En medio de la relativa calma llegó por sorpresa la batalla del Ebro. Comenzaron a llegar al hospital secuencias ininterrumpidas de convoyes de ambulancia. Eran heridas de hombres heridos por otros hombres muy cercanos, cuyas caras pudieron ver. Las tropas de Modesto habían cruzado el río en el sector de la bolsa de Mequinenza y había sorprendido a aquellos hombres en calzoncillos y en camisa, casi desnudos.

Otra vez, por tanto, llegaban los heridos con sus carnes abiertas, carnes desgarradas, huesos astillados, rostros sin nombre y casi sin vida…

El periódico Amanecer, a través de las crónicas de Manuel Aznar, abuelo del que sería presidente del Gobierno de España, José María Aznar, afirmaba que la batalla del Ebro era una bendición para acabar con las últimas fuerzas de los rojos.
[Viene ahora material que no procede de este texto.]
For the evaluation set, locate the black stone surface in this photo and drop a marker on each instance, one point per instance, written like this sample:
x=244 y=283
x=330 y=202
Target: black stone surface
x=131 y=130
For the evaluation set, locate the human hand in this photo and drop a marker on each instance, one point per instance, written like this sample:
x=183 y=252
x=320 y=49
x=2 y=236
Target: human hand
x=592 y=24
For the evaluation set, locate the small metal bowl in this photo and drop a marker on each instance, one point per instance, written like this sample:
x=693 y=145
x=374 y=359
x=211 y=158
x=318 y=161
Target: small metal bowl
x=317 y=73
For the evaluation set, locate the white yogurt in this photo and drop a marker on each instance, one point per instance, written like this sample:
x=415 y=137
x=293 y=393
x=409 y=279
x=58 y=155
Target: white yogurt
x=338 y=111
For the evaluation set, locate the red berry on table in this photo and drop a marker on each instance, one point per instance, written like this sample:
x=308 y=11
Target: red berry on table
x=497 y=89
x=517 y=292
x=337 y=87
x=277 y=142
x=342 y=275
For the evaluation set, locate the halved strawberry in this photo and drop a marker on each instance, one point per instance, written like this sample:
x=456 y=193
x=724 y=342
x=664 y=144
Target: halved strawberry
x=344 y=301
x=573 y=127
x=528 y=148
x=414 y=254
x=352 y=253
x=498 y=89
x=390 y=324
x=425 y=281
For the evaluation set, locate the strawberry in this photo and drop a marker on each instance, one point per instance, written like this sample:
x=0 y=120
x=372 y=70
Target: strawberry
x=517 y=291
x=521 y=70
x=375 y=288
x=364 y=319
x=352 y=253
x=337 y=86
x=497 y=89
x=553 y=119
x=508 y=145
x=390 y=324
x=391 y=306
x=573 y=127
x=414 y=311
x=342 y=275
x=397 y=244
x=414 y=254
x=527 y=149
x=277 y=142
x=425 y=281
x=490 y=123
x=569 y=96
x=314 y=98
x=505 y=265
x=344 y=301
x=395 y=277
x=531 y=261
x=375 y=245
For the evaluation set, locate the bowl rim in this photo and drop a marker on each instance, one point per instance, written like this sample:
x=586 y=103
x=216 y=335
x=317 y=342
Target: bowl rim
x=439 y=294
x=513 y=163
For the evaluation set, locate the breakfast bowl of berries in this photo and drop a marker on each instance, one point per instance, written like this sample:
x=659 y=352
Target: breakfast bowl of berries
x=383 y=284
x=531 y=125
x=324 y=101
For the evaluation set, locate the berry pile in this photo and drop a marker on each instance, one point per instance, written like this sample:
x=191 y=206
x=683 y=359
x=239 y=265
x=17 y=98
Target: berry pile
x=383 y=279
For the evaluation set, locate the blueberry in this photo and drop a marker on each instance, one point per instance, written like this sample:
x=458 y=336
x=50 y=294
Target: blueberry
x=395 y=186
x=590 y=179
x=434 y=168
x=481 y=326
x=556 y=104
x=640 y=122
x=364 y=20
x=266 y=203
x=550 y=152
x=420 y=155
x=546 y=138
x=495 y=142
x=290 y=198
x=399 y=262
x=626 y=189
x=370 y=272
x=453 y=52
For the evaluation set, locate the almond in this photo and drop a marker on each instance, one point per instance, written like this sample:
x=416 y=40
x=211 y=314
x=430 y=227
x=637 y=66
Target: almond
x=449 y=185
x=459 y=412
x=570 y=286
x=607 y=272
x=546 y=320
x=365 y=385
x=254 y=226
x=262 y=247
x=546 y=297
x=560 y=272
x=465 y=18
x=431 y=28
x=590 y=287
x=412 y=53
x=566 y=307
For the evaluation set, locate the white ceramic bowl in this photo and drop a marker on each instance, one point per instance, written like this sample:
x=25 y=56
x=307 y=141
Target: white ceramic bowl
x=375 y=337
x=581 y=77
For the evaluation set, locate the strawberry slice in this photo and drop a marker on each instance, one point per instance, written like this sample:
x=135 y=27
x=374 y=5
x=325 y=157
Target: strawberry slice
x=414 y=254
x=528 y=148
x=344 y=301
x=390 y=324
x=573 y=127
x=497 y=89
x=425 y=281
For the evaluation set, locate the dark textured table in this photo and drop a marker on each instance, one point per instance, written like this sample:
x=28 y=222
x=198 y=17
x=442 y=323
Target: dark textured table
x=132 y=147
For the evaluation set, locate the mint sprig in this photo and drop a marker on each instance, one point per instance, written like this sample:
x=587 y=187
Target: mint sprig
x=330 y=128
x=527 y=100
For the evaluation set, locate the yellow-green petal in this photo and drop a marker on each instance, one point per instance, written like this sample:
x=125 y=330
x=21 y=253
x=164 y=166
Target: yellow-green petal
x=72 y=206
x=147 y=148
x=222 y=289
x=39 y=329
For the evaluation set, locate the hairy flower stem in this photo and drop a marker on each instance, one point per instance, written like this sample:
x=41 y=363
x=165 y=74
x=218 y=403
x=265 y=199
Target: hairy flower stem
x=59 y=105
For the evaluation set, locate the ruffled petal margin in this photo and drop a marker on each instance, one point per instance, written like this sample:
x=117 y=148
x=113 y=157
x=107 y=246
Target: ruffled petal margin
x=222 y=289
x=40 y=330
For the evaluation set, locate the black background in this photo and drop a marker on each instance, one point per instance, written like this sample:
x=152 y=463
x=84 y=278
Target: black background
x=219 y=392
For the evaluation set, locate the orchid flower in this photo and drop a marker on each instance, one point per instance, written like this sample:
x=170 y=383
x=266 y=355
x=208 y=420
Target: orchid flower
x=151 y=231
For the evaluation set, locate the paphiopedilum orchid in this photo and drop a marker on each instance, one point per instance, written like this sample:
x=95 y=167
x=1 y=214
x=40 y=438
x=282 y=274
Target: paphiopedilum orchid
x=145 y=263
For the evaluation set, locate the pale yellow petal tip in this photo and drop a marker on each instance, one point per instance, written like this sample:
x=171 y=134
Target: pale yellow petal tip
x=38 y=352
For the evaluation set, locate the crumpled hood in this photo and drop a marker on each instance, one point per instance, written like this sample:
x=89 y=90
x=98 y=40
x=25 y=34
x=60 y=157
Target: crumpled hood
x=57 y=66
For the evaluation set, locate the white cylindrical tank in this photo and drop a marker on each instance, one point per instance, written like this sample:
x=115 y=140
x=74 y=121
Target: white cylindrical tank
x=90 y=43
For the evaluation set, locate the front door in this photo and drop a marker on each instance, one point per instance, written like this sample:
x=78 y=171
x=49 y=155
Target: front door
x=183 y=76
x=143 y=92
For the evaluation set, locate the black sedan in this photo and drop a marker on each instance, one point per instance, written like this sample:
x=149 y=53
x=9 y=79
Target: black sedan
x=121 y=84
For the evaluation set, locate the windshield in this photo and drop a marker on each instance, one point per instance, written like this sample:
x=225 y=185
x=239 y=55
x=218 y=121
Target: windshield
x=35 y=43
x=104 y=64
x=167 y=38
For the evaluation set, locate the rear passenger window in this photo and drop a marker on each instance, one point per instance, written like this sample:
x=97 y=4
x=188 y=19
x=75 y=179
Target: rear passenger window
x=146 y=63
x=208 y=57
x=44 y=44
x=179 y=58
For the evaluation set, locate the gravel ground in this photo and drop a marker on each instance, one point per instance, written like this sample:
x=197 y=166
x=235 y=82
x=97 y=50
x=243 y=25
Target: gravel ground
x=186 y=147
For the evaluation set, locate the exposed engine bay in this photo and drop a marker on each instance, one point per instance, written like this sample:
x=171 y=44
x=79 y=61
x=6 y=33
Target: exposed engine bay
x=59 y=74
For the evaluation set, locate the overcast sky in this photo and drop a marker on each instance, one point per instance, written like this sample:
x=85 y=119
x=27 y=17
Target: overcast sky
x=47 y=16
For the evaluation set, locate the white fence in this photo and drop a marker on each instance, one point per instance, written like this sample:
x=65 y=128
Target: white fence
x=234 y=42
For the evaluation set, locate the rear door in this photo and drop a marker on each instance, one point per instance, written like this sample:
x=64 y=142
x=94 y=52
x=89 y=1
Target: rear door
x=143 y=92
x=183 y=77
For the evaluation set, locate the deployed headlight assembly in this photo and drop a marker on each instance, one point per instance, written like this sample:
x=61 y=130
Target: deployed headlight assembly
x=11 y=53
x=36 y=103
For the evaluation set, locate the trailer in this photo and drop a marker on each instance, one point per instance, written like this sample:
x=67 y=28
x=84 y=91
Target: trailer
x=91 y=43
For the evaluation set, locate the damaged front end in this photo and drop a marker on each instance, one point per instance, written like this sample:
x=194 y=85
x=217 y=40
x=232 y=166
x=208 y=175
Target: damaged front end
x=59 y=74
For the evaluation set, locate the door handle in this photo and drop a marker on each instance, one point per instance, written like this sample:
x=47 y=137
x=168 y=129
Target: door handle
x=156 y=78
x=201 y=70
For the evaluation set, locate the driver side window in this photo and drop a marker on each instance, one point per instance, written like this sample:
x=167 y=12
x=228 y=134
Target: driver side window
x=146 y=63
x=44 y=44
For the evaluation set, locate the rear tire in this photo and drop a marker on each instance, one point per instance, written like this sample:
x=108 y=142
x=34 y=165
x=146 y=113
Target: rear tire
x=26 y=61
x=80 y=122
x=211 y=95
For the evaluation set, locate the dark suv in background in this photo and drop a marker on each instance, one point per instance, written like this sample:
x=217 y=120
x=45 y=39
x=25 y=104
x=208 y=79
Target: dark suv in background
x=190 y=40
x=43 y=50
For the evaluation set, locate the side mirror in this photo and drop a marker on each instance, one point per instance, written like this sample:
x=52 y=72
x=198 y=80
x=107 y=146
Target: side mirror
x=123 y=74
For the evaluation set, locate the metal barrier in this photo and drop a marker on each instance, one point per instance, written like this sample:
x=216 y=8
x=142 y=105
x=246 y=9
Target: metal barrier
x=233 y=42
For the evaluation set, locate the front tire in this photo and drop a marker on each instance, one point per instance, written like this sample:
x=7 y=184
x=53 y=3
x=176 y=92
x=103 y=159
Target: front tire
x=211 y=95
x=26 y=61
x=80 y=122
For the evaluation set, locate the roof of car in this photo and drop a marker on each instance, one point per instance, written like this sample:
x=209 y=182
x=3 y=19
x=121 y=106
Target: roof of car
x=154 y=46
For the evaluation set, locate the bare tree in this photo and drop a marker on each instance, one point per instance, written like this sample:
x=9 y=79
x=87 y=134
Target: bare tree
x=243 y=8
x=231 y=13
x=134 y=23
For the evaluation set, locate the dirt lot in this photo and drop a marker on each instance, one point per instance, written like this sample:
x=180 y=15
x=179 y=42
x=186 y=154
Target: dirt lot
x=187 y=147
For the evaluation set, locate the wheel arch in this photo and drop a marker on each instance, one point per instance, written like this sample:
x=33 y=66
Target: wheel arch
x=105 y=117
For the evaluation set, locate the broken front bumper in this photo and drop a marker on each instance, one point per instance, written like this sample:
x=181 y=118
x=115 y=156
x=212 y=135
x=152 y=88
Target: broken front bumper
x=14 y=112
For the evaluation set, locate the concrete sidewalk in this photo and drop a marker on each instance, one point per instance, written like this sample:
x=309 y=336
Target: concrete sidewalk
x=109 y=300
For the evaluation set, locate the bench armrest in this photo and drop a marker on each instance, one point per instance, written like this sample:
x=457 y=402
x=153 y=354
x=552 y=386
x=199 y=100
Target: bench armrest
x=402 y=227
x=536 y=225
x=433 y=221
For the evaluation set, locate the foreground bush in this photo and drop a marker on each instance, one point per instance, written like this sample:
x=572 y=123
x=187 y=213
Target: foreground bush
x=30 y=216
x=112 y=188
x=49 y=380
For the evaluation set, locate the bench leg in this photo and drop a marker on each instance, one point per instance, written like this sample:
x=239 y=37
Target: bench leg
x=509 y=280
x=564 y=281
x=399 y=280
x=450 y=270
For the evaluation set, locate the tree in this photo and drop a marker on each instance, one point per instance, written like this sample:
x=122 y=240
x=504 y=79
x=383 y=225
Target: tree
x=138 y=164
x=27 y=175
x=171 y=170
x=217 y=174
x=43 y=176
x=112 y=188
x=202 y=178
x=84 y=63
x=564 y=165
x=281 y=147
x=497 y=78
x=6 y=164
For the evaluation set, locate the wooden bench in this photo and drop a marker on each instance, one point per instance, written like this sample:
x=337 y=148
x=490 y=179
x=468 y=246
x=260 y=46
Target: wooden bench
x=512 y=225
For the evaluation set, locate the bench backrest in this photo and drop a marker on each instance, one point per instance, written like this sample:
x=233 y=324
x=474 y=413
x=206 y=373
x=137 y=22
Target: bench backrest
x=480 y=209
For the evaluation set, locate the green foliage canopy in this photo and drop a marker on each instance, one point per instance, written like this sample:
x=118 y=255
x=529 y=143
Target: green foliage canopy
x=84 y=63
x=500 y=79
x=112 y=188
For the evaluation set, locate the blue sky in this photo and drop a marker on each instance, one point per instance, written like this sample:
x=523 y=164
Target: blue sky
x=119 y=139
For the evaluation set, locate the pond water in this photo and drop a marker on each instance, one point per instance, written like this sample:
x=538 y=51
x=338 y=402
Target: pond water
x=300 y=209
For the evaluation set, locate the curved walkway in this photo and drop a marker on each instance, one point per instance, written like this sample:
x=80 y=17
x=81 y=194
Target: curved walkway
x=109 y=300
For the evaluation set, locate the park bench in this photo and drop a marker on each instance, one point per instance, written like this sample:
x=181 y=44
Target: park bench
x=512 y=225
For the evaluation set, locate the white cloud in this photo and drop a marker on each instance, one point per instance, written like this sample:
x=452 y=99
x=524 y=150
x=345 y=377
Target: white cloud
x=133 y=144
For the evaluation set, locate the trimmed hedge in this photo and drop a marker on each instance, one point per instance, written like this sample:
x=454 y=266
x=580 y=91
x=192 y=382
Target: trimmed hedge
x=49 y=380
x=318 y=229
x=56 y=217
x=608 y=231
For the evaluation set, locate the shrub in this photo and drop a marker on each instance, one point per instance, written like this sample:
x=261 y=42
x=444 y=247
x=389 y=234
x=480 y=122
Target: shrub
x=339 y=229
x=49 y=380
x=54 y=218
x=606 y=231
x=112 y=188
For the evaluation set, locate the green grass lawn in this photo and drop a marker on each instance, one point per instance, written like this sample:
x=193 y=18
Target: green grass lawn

Y allí apareció Franco, en el Ebro, con unos prismáticos mirando al lejano horizonte… Una vez iniciada la contraofensiva nacional, los heridos que llegaban al hospital eran de balas y bombas de mano.

Acabada la batalla del Ebro, la guerra ya estaba terminando: faltaban cuatro meses para la liquidación total del ejército republicano pero, sobre todo, la guerra quedó ya lejos del hospital de El Salvador.

Conclusión

En Hospital de guerra, Santiago Lorén ofrece una visión penetrante y desoladora de la Guerra Civil Española desde la perspectiva de un hospital de retaguardia. La obra no es solo un testimonio de las atrocidades físicas que la guerra inflige, sino también un estudio crítico sobre la moralidad del conflicto y los efectos deshumanizadores que tienen sobre los individuos. Lorén no escatima en detalles, y a través de su lenguaje directo y desgarrador, nos recuerda que la guerra, incluso para quienes no pelean en el frente, es un infierno en el que la vida y la muerte se entrelazan de manera aterradora.